What To Expect When You Get Home From Your Honeymoon
You may have spent a year or more planning your wedding, and you may have spent a lifetime dreaming about it. Through all that planning and dreaming, you may have been focused on the big day itself but didn’t give much thought to the many days that follow it. Did you dream about that first week after your honeymoon? The first month? The first year? Even if you did, it’s unlikely that your dreams will match up with the reality.
You Have A Lot Of Work To Do
The “fallout” from the wedding is almost as much work as planning the wedding itself. The work isn’t over after you’ve jetted off into the sunset for your honeymoon. You’ve got a lot more left to do! When you get home, you’ll need to sort through your wedding gifts and write the “thank you” notes for them. You’ll need to figure out what you want to do with your dress. If you want to preserve it, you’ll need to do that as soon as possible. If you want to sell it, you’ll need to get it professionally cleaned and steamed so that you can have it looking its best for the sale.
You will likely want to make a wedding scrapbook. That means going through all the pictures your friends and relatives took, as well as meeting with the wedding photographer and choosing those you like. It also means putting together all the mementoes, such as the programs, the pressed flowers from the centrepieces, the table cards, the menus, the signs, the notes, and any other bits and pieces. You’ll have to organise it all and put it together in a scrapbook the way you want it.
If you didn’t live together before your wedding, the biggest job you’ll have will be setting up the house with your new spouse. You may have to move two houses, or you may have to negotiate consolidating two houses into one. You may need to shop for new things, and you may need to open new bank accounts, start utilities, or combine your insurance. If you’re a woman, you may need to get your name changed and get a new social security card, as well.
You May Feel “Let Down”
There is so much excitement leading up to the wedding and to finally being married. Once you are actually married, you may feel a bit of a let down. There is no more excitement – nothing else to look forward to. You may carry over a little of the buzz from the wedding, but you may feel a bit of emptiness also.
Know that it’s OK to have these feelings. They don’t mean that you’ve made a terrible mistake or that married life is going to be horrible. You just need to adjust your focus and find new things to look forward to together.

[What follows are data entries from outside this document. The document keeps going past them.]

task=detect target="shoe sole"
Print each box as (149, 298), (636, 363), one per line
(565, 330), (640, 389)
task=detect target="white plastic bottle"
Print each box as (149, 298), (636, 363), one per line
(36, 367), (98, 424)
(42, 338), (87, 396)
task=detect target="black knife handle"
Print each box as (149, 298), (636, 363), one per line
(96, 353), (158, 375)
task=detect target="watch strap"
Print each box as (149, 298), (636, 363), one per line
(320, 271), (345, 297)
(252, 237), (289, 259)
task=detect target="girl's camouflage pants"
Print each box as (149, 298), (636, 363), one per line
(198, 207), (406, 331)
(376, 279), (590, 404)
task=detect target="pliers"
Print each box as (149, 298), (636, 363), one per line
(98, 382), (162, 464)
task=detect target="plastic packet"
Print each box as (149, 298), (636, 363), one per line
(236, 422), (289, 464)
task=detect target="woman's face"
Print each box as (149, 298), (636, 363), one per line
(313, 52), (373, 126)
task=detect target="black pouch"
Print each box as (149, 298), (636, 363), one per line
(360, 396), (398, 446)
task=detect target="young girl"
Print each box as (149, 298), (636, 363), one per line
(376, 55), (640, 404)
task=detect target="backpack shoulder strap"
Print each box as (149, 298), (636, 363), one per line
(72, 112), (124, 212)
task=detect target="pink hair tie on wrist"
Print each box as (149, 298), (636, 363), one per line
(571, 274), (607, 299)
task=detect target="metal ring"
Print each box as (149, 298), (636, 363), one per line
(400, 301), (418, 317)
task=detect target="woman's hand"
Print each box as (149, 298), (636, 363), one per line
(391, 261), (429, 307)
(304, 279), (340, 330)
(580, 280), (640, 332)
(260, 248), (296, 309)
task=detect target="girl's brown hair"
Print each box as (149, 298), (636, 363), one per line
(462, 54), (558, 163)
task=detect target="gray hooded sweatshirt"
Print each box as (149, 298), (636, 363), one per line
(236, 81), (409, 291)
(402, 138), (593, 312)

You May Feel More Connected
The first couple of months after a marriage aren’t called “the honeymoon period” for nothing. Many couples feel a deeper sense of connection after they are married. They retreat into each other, creating a bit of a cocoon in which they shut out the rest of the world. They feel a deep sense of intimacy, which ignites great passion.
These are wonderful feelings to have, but again, you shouldn’t feel like these feelings portend your married life to come. If you expect all of your marriage to be full of passion and a deep sense of connection, you may be disappointed and think that the love is gone when those feelings aren’t there – and there will be times when those feelings aren’t there. Just try to build on those feelings and to reignite them when you are lost in routine over the years.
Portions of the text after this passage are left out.